He is a third year student here at CSU Long Beach. He originally lived in Pasadena before coming here to Long Beach for school. He liked the SoCal feel, so he decided to stay here in order to go to school. He’s always liked art as it was an excellent way of expressing himself, which has always been very important to him from a young age. When applying it was between graphic design and art, but he sees art as for yourself where as graphic design is more for other people. He is a junior applying to the sculpting program.

The work is cute ceramic animals stuck inside blocks of cement. They are arranged in a way that leads you to the left hand side of the room, and restricts your mobility to he left corner, unless you step over them. From there, there is a light wind chime sound playing, and the lights are only on the cement stones, leaving the majority of the room behind it dark. The blocks were mostly smooth, except for some of them being rough, sort of like a sidewalk.

These pieces were mainly about balance with a meditative-like atmosphere. The dark area behind the pieces and the windchime music was meant to relax you and put you in a meditative-like state of mind. The ceramic pieces are seen as cute, or “feminine'” which is meant to balance out the rough/industrial cement, or “masculine.” He said this is a political piece as he started working on this around the time of the inauguration. He used the space and the structure of the cement pieces to form a sort of constriction on walking to see who would stay within that “wall” of sorts, and who would step over them and go behind.

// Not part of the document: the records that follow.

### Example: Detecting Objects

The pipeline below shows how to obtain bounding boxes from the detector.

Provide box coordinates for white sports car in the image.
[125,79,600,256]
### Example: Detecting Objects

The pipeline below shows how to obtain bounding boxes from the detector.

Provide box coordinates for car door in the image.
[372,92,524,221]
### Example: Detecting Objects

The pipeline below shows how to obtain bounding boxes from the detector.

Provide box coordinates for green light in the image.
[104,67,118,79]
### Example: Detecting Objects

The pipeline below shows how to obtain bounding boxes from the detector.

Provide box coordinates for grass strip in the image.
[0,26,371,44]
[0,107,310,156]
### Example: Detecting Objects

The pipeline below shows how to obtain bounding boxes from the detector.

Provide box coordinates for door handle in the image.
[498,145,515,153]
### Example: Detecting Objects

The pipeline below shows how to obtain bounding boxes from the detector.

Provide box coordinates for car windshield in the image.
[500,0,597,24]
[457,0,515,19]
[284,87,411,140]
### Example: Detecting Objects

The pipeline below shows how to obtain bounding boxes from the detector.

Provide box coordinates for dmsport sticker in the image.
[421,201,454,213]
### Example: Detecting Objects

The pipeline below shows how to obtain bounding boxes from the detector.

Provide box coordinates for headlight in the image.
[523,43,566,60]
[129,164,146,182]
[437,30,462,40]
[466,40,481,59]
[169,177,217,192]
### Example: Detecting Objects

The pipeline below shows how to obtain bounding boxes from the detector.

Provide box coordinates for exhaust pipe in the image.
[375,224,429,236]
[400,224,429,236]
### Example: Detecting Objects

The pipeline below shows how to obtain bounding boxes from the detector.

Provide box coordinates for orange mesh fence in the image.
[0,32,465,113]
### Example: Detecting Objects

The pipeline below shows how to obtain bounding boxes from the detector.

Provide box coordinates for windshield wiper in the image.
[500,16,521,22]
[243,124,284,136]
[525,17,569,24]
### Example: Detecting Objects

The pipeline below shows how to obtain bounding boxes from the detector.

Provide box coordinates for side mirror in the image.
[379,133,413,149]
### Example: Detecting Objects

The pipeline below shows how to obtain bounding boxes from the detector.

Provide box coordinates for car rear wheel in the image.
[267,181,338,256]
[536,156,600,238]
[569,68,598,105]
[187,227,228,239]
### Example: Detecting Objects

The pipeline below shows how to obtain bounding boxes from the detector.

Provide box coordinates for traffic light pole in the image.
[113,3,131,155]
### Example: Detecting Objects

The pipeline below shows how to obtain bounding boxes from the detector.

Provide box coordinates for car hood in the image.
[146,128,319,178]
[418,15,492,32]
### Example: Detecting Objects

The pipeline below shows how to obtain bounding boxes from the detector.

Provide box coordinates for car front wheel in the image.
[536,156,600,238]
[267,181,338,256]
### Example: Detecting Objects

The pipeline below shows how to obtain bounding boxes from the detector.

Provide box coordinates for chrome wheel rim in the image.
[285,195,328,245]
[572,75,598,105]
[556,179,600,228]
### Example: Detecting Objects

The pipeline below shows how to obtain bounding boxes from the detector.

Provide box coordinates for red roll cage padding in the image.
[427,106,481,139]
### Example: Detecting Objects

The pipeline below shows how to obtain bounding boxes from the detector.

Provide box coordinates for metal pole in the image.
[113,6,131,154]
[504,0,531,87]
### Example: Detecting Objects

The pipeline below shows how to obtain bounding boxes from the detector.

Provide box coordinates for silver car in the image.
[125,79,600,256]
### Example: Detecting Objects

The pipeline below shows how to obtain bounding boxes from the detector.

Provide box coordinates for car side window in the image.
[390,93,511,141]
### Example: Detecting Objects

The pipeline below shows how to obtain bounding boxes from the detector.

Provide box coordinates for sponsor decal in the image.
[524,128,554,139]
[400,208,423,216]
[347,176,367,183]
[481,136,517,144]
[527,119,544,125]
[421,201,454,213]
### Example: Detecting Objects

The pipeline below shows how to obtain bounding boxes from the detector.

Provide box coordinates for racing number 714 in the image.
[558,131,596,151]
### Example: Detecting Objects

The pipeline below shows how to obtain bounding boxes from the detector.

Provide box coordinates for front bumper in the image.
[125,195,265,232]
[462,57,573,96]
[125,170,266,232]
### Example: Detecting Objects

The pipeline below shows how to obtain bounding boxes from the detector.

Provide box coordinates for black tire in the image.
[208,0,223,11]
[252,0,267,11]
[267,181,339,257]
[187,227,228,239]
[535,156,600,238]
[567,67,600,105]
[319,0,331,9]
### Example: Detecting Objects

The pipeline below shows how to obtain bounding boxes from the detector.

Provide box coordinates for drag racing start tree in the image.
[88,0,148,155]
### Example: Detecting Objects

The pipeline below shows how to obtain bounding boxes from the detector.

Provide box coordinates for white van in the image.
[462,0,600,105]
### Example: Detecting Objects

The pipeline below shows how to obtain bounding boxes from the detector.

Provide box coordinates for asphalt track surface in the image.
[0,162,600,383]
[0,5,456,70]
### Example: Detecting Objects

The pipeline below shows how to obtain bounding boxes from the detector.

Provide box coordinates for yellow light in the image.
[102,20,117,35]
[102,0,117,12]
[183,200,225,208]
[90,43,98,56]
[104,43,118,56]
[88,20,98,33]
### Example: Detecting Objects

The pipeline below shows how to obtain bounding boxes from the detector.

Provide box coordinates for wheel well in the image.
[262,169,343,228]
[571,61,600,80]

He never went into the reasoning for wondering who would go behind his wall and who would stay within it’s boundaries, but given his statement that this is a political piece, I can’t help but wonder if it has any connection to Trump’s wall. Also, I wonder if it’s sort of a psychological thing, to see who is more suggestible with boundaries and staying in their “comfort zone,” and who is more bold and willing to explore. I also felt a strong sense of balance in the room. The strong cement was balanced by the soft lighting and the feminine ceramics. The music felt comfortable with the dim lighting.